Many organizations come to us looking for a search capability to better enable their business and eliminate the data stovepipe syndrome (think isolated, disparate and yet related data). One customer example is a large, public financial institution that we are currently working with to implement a semantic search. Their goal is similar to that of many companies, organizations, agencies, and other closed door environments: they desire a semantic search that enables business users and eliminates data stovepipes. Semantic search in this case becomes multidimensional (I could call it a many legged beast) and presents many challenges:
- Integration, aggregation and similar considerations
- Enrichment techniques and custom domain logic (with the emphasis on custom)
- Structured and unstructured content (often with more than enough of the latter)
- Access and authorization…toss in security markings and ‘need to know’ if that isn’t exciting enough for you
- Data lifecycle and change…automation should come to mind
- Tens of users vs thousands of users (or even more)…each category of users with its own role-based access privileges and other requirements
- User interface and user experience…which often becomes most important
Each bullet listed above has, or deserves to have, books written on the topic. The point that I’m trying to make is that semantic search is a solution that has to be put in place for an organization and not simply a one-size-fits-all algorithm.

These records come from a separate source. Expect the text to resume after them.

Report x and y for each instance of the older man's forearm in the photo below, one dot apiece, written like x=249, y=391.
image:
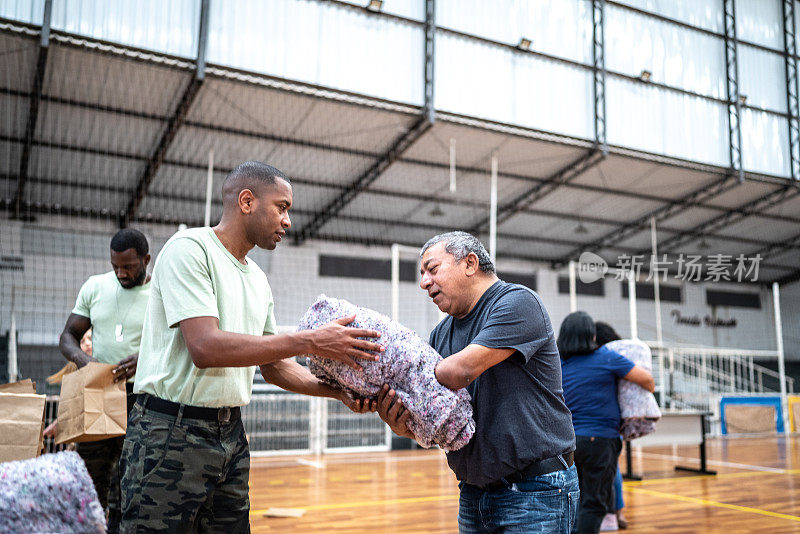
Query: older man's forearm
x=453, y=373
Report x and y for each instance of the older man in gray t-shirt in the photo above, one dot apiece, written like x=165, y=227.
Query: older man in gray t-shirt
x=498, y=342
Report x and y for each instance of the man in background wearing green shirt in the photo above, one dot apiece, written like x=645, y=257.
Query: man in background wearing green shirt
x=113, y=305
x=210, y=320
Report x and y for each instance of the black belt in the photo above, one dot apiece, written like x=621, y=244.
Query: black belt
x=537, y=468
x=217, y=415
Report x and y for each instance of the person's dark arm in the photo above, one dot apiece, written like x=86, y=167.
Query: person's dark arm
x=69, y=343
x=641, y=376
x=393, y=413
x=211, y=347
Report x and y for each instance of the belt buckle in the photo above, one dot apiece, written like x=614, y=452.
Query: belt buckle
x=224, y=415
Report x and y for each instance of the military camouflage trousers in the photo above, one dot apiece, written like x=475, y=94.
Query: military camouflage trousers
x=184, y=475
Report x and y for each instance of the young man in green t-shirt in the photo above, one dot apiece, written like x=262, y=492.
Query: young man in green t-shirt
x=209, y=322
x=113, y=305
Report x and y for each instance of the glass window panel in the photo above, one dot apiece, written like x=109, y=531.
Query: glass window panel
x=661, y=121
x=322, y=44
x=674, y=56
x=30, y=11
x=483, y=80
x=765, y=143
x=169, y=27
x=560, y=28
x=762, y=78
x=707, y=14
x=760, y=22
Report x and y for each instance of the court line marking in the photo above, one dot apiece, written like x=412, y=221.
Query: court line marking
x=312, y=463
x=706, y=502
x=286, y=461
x=637, y=483
x=361, y=504
x=720, y=463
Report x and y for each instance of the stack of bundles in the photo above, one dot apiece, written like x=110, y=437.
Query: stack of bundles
x=51, y=493
x=638, y=407
x=438, y=415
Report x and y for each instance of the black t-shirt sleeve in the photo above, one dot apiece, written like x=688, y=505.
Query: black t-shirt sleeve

With TopBraid Enterprise Data Governance (EDG), I have the tools and capabilities that I need to implement semantic search in such an environment. Starting at its core, EDG is a standards based Semantic Web/Linked Data platform. This allows us to break the solution down into simpler and smaller components (often down to the semantic triple level). |
- RDF is king! The Resource Description Framework (RDF) allows us to construct a common machine understandable language of a domain; down to the smallest and/or most important level of detail
- Meaning and knowledge is encoded in ontologies and SKOS taxonomies
- Web services and pipelines written in SWP (SPARQL Web Pages) retrieve, receive, and transform data (into RDF of course)
- SWP allows for model driven user interfaces that adapt to the dynamically managed data graphs
- Unstructured content is processed and tagged using TopBraid EVN Tagger with AutoClassifier
This isn’t a comprehensive list of TopBraid EDG features but highlights some of the core building blocks of semantic search.
I have also created a quick video on Using the TopBraid EDG Platform to Support Semantic Search. Watch it for an introduction to TopBraidEDG and a demonstration using unstructured, open source economic and financial reports from central banks and other financial institutions around the World.
I’m stoked to be part of the team bringing to life a highly configurable semantic search inside of TopBraid EDG and to support clients wanting to govern data and do search…better! There are lots of good things on the horizon –I ’ll see you there.